Pretoria - Some residents in Mamelodi have welcomed the long-awaited demolition of the remains of the HM Pitje Multi-Purpose Stadium, and declared it a crucial step towards rebuilding and restoring the community and its iconic feature to its glory days.
This comes as contractors began bringing down the remains of the structure that once attracted thousands of people to the Tshwane township to watch some of the biggest soccer matches, including Mamelodi Sundowns.
It also produced soccer players of international calibre.
Over the years the stadium has been vandalised and steel stands were stolen for their metal value, while some community members helped themselves to the wall and pavement bricks.
And, a group of Mamelodi residents, including some local public figures and soccer legends fought for the stadium to be redeveloped to bring back its glory days. They also wanted the return of the economic opportunities that left the township in the east of Pretoria, where teams like Mamelodi Sundowns and SuperSport played most of their matches.
Representing lobbygeoup #BringBackHMPitje, Tshepo Ncubuka said he had been watching the beginning of the demolition and called it a promising experience that gave locals hope for a better tomorrow.
He said they had been engaging the Department of Infrastructure Development, the Department of Sports, Arts, Culture and Recreation, and the City of Tshwane who shared ambitions to have the stadium redeveloped. However, it would need at least R1 billion funding from the National Treasury.
Ncubuka said although the battle was far from being won, seeing the work taking place gave them hope because the first phase had commenced and they continued to put pressure on the government. He said they would not to stop until they saw the stadium being rebuilt.
“The stadium was part of the 2020 Fifa World Cup legacy programme, which Fifa left with the Gauteng provincial government, but unfortunately, after the World Cup nothing was done to develop the stadium. It was never compliant with any of the Safa and PSL rules to ensure football could continue after the World cup. In fact, it was only used for training during that time. That pained us because this stadium used to contribute to the GDP of the township.
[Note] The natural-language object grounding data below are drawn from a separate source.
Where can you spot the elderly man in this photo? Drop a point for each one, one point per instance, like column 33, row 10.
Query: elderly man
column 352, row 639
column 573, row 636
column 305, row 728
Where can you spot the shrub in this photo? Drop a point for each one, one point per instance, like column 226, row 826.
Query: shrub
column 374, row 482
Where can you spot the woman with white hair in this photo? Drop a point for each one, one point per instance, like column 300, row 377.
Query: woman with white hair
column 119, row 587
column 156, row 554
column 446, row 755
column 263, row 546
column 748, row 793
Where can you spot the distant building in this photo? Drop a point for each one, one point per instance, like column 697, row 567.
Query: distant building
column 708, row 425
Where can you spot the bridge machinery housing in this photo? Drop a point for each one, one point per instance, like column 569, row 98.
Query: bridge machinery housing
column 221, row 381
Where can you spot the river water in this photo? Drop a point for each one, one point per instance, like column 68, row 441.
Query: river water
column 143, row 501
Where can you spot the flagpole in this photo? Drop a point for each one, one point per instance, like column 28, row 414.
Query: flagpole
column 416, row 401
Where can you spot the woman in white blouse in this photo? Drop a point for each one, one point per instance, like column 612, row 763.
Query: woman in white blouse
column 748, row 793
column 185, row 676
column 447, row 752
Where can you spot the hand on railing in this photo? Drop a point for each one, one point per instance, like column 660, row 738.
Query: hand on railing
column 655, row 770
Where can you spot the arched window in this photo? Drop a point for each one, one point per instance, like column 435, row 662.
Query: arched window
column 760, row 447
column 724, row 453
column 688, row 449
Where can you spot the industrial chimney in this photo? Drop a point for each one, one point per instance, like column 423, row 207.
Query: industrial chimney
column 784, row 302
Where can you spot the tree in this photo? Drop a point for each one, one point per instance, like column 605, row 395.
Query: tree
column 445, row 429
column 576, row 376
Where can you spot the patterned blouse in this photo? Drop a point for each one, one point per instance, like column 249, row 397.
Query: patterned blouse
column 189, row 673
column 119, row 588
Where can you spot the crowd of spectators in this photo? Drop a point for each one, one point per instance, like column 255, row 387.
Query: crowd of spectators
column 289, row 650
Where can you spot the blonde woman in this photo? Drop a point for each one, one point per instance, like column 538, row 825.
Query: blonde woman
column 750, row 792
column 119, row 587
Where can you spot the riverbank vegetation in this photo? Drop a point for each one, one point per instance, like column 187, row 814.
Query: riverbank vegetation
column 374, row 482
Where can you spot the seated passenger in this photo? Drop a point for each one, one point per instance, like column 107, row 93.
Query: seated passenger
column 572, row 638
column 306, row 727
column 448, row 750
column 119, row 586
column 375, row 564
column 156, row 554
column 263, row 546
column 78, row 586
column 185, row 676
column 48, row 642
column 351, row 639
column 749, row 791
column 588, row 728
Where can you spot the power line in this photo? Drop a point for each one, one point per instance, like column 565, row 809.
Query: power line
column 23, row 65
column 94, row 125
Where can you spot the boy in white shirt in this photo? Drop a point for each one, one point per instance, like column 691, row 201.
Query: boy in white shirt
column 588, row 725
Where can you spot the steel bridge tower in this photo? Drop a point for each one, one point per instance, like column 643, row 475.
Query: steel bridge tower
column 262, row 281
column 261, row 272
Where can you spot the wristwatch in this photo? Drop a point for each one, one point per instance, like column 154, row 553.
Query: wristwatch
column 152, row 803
“We fought and raised the matter with Premier David Makhura from 2015 through his Ntirhisano programme and finally a tender for about R28 million was advertised and Maziya Group won the bid and they are doing the work here. We hope to see the next phase being the commencement of work to rebuild the stadium that was once precious to us and our township economy.”
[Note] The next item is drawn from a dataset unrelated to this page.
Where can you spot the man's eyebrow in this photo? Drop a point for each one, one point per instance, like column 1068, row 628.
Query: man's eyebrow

According to Parliament’s Monitoring Group, they met the national Department of Sports, Arts and Culture, the Gauteng Department of Sports, Arts, Culture and Recreation, and the City of Tshwane’s Community and Social Development Services departments to receive reports on the status of the re-development of both the HM Pitje and Odi stadiums.
Sports, Arts and Culture Minister Nathi Mthethwa said South Africa was going to host the 2023 Netball World Cup. The redevelopment cost of the stadium was estimated to be R1.3 billion. The department, together with the City of Tshwane, had not yet been granted funding for the development, but there were engagements with the stakeholders to come up with a funding model for the redevelopment.
Kingsol Chabalala, DA spokesperson for Sports, Arts, Culture and Recreation, alleged the government was going to waste R84 million to demolish the stadium.
He said the initially estimated cost implications for the demolition was R69 751 997; the budget estimate submitted by the Gauteng Department of Infrastructure Development and Property Management as the implementing agent was R84 961 596.71, which includes the contract administration, inspection, demolition of the stadium, site clearing and fencing of the site.
“This money could be used for the rebuilding of the state-of-the-art stadium, and ensure that children and the sporting clubs in Mamelodi and surrounding areas have access to a sporting facility.”